As the detectives waited for the results of the DNA from under the fingernails, the media was in the midst of having a field day. Headings were reading “Makenna Stone: Victim of the Real Shoestring Killer?” Mickey was relieved that Baker and the victims’ families would get the justice they so rightfully deserved, but Fisher began to worry. The judge postponed Lucas Baker’s trail under the concern that the media was corrupting the jurors. What the judge didn’t say was his real opinion, that he saw the new killing as too much of a coincident.
Mickey was sitting at her desk in her living room, it was Wednesday evening now. That’s when her phone rang.
“We have the guy. DNA is a match. And we can connect him to all the other victims. Baker is innocent. As much as I hate to say it, you were right.” Fisher said over the phone to Mickey.

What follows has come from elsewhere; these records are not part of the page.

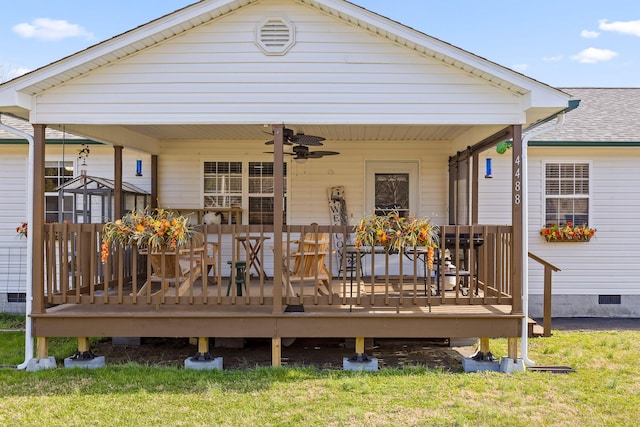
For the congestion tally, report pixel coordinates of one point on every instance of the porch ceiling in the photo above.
(330, 132)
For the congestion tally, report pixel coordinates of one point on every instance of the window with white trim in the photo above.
(248, 185)
(57, 173)
(567, 192)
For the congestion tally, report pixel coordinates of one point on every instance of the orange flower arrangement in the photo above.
(156, 229)
(394, 231)
(567, 232)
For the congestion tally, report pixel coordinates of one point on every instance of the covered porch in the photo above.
(387, 101)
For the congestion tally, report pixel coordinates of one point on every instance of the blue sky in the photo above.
(564, 43)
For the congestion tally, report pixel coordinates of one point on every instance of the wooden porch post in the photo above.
(118, 209)
(276, 352)
(154, 181)
(37, 222)
(475, 176)
(278, 212)
(517, 219)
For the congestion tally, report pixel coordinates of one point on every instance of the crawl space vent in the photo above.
(609, 299)
(275, 36)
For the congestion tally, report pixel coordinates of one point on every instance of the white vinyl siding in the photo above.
(335, 73)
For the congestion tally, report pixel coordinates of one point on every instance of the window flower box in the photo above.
(567, 233)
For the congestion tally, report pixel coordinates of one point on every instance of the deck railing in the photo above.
(322, 267)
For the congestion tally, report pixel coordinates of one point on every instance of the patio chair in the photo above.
(182, 267)
(306, 264)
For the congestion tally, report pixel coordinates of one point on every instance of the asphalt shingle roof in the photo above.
(604, 114)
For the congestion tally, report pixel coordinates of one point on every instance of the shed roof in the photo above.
(97, 183)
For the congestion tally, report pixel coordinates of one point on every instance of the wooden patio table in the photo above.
(252, 247)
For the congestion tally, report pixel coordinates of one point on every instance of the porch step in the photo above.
(534, 329)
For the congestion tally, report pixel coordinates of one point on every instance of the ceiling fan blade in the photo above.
(287, 136)
(285, 153)
(303, 139)
(325, 153)
(285, 142)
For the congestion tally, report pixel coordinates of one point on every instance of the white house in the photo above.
(403, 116)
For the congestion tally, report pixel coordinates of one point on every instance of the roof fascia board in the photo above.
(584, 144)
(194, 11)
(443, 51)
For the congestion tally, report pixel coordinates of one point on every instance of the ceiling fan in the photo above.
(301, 151)
(291, 138)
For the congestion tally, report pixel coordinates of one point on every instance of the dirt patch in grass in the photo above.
(320, 353)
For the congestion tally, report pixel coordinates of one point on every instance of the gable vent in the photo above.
(275, 36)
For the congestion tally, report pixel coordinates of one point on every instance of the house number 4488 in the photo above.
(517, 183)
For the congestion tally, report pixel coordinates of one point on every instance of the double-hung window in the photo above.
(248, 185)
(567, 192)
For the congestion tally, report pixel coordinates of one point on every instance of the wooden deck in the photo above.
(73, 301)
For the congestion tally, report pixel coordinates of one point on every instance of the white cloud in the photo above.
(50, 30)
(624, 27)
(587, 34)
(592, 55)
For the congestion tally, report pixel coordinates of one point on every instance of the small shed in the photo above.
(93, 198)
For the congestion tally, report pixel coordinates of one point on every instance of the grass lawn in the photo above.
(604, 391)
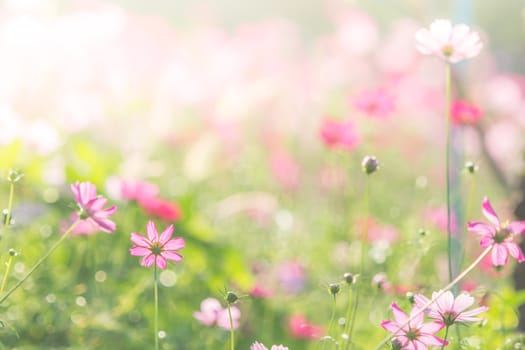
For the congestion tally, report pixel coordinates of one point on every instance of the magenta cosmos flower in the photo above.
(91, 207)
(156, 249)
(452, 43)
(499, 235)
(450, 310)
(415, 335)
(259, 346)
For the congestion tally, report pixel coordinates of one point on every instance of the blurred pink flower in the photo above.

Mickey wasn’t able to sleep that night knowing that because of her inability to speak up, an innocent man had spent the last year in prison. The next morning when she got herself around to turning on the T.V. what she saw filled her with both remorse and relief. As the news broadcast cut from the reporter to the front of the courthouse, she saw Lucas Baker engulf his family into a hug, for the first time in almost a year. As Mickey sat there Lucas was reunited with his family and James Moore was being put in his prison cell. Lucas and the family of the now 32 victims were finally able to achieve justice against the brutality that is James Moore. Mickey took the day off work, deciding to go visit her father in prison. Maybe if the quiet detective had spoken up 20 years ago her father would have gotten the justice he deserved as well.